I moved to Sydney, Australia at the age of 30. It was during a 2 month period of crashing on the floor of my future bosses apartment (thanks JP & MD) that I realised how resilient people can be and that anyone can truly live anywhere if they want to. Sydney was a great introduction to living in a new city – safe, vibrant, beautiful and with opportunity. Had I ended up somewhere else perhaps I wouldn’t have felt so resilient. Every weekend there felt like a summer vacation, cruising between coffee shops, beaches and boat parties.
With the detached weekends and a new job outside of the corporate world I lived on excitement and adrenaline for the first couple of years in Sydney. I fulfilled a personal goal of an apartment with a beach view in Bondi – the summers there and friends I made will not be forgotten.

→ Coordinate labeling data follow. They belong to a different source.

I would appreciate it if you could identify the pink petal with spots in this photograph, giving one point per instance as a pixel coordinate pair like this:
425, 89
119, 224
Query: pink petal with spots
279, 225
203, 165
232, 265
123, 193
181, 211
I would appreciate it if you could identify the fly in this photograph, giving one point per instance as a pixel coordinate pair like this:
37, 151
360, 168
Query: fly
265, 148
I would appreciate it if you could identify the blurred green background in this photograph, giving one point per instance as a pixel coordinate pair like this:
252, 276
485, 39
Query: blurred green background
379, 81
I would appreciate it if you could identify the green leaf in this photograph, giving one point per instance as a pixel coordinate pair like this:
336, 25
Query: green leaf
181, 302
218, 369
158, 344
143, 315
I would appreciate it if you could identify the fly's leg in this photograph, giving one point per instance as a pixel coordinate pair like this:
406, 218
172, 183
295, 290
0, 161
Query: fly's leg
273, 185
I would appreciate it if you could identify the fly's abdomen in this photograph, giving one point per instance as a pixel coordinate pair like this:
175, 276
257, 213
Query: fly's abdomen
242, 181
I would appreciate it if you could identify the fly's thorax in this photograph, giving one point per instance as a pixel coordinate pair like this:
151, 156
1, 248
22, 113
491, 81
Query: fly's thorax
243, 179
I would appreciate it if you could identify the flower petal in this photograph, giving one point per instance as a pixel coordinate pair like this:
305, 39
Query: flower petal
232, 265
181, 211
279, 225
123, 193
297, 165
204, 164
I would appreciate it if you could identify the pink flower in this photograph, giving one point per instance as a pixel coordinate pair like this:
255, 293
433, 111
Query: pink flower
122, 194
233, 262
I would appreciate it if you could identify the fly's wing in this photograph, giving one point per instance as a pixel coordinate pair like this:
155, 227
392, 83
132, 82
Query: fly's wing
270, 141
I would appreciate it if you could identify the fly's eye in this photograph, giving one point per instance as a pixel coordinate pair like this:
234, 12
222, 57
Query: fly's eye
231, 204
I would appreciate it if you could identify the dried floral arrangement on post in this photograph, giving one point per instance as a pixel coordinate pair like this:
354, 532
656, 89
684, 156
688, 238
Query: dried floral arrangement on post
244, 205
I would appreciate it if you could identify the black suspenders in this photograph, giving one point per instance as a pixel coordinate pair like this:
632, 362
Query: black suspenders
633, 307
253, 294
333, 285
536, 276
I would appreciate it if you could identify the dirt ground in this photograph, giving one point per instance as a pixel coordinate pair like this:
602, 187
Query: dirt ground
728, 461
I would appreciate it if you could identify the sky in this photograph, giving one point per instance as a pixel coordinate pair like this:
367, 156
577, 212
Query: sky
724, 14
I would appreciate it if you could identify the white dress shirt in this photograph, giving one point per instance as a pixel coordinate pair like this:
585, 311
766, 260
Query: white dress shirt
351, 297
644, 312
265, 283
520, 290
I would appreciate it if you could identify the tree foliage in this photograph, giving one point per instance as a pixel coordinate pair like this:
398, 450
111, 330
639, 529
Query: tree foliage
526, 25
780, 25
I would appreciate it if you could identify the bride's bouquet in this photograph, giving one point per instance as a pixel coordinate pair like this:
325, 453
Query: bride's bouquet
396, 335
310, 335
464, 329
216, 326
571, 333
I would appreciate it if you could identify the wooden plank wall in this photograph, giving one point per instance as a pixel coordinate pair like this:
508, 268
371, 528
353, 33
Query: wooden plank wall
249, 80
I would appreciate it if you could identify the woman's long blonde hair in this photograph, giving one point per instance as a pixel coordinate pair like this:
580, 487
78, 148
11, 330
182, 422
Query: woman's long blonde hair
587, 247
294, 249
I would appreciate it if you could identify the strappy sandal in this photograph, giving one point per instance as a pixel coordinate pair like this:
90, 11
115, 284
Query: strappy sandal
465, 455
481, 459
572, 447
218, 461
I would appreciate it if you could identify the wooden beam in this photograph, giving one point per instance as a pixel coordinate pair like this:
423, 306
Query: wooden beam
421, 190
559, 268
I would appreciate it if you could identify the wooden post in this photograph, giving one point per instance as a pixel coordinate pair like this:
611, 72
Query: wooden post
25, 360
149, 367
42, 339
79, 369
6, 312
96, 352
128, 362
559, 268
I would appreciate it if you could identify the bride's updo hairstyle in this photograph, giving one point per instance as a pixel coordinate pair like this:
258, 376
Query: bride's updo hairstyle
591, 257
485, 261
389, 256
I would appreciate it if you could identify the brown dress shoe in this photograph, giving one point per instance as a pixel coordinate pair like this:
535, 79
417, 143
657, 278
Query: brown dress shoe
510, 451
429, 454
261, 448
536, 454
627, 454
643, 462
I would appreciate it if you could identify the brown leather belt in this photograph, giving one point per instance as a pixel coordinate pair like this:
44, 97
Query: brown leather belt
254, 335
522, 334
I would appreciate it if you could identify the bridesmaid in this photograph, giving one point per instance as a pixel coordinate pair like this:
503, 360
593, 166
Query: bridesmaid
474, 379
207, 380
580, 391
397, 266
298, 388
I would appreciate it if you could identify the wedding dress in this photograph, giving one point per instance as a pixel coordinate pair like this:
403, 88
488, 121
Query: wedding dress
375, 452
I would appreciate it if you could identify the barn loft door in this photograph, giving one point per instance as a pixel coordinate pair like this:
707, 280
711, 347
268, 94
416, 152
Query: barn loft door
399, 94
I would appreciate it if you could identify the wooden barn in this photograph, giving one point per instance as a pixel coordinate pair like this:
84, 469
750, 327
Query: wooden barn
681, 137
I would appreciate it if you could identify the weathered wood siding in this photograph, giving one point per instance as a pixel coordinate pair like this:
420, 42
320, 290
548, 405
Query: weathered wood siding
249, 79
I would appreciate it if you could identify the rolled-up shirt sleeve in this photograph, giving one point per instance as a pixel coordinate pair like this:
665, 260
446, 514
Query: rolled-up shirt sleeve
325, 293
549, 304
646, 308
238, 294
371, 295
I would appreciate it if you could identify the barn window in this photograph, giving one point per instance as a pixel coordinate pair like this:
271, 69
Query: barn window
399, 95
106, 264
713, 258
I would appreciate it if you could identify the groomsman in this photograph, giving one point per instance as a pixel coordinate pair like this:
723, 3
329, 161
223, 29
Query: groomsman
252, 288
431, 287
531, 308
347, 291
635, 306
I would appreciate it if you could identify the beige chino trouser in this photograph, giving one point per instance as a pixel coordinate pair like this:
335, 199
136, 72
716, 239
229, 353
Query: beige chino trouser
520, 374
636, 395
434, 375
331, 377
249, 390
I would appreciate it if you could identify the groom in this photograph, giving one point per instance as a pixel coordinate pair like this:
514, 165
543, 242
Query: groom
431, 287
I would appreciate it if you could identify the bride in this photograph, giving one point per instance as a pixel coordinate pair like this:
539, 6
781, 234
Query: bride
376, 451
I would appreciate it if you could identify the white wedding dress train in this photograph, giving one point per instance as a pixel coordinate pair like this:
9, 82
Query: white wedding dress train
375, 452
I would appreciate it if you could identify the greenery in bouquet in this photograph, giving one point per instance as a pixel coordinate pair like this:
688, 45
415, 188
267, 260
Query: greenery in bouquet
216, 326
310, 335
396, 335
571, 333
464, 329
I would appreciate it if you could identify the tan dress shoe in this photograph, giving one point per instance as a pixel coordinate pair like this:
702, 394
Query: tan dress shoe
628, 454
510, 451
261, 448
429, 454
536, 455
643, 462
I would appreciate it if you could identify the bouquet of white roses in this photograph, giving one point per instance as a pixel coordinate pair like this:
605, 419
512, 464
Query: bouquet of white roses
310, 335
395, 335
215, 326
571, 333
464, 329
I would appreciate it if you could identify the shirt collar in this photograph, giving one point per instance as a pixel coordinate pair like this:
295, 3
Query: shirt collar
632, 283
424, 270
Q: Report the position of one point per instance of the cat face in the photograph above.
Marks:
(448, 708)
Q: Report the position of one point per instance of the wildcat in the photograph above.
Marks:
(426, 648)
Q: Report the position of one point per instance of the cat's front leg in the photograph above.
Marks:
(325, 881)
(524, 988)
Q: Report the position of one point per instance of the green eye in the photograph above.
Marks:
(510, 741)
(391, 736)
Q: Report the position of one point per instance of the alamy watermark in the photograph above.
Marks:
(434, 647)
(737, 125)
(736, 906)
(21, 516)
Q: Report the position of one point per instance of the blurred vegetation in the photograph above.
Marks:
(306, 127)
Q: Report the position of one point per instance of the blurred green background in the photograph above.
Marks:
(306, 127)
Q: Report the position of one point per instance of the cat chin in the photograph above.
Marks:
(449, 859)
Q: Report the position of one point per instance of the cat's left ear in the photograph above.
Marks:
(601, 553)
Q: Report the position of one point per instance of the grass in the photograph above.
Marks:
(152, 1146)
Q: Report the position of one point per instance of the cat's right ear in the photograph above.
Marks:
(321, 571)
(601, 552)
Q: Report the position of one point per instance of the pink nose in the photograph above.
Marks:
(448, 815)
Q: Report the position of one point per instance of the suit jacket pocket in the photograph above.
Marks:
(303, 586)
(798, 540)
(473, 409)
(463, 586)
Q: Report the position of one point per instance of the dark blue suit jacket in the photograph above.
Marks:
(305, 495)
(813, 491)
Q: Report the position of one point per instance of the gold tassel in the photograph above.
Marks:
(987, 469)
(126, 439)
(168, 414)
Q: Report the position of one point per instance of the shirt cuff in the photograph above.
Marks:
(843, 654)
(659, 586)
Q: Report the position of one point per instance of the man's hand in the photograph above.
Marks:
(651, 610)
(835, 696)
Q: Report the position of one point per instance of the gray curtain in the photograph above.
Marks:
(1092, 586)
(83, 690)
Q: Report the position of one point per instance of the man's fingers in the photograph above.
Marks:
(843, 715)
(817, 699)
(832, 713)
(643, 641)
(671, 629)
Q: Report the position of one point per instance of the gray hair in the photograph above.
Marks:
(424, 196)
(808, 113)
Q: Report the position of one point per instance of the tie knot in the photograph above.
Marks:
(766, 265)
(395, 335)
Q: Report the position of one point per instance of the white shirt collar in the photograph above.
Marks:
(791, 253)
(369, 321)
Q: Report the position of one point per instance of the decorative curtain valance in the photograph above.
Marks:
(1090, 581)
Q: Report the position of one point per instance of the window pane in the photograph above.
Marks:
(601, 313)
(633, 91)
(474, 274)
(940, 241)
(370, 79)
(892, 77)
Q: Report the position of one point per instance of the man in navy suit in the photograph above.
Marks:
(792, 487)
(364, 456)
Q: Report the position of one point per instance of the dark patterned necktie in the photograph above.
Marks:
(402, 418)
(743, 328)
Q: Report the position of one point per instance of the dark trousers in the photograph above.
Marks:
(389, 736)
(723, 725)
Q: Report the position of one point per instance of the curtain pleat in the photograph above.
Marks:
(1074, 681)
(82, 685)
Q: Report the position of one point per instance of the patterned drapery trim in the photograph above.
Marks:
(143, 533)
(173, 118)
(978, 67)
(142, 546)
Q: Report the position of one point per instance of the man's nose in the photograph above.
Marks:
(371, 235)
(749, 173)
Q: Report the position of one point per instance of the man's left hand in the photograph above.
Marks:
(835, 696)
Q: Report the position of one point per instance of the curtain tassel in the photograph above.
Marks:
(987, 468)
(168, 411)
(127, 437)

One of those good friends of mine had confided in me about his intention to propose to his girlfriend in Bali. On his return as a happily engaged man he started to make wedding plans with his Mexican fiancé. I was very flattered to be invited to the wedding. The only catch being location – Acapulco, Mexico.
After a visit back to the UK in September I managed to juggle my finances (debt) and get tickets for Mexico, with a stop in California on the trip for good measure. I’ve always loved California, both from my one prior experience there and the aspirations of a life in such a paradise. For me California became all the more special on this particular trip where (unknown to me at the time) I met the love of my life and the person who would also change my life – Lou.
After juggling a year in a long distance relationship something had to give. For anyone that has done or tried long distance, it’s not easy. I never struggled with trust but its hard to show someone how much they mean to you via FaceTime calls in your downtime. Lou had also discovered a love of travel having recently visited family in Europe and Australia. I gave her a copy of the 4HWW and this seemed to reverberate with her. Lou, already fortunate to have remote working arrangements, loved the idea of the mini-retirement. Neither of us wanted to try and enjoy the world in our 70’s with arthritic limbs and deteriorating memories.
During our long distance year Lou was able to visit Sydney three times for a total of about 7 months. Her remote work setup was already paying off. During the time we discussed how we could move our relationship forward. We hatched the idea of doing some extended travel so that we could spend more time together and continue to get to know each other realizing this is something many couples don’t get the opportunity to do. It seemed like a fair trade off for the 4 months we spent apart during the autumn (spring in Sydney) of 2015. Before I knew it I was in Orange County, California loading a U-Haul van bound for storage – I felt so American. During my three weeks in the states we travelled up Pacific Coast Highway and to San Francisco whilst splitting time for Lou to work and pack.
Lou had given up her friends, apartment, car and home comforts for us. I gave up my beloved apartment by the beach, friends and my full time job.
The initial 3 months of travel has turned into the never ending story of travel. This is due, in part, to some external issues but also reflects our changing philosophies of how life should be lived. Some people don’t want to see the world and that’s fine. But if you do, why would you wait? Why would you make excuses? I did but I was fortunate to find someone who brought out the best in me, and through our combined circumstances, we are able to pick when and where we want to be and what we do.
At the time of writing this, I’m sat in a coffee shop in Ho Chi Minh city. When I next write a piece for this blog who knows where I will be.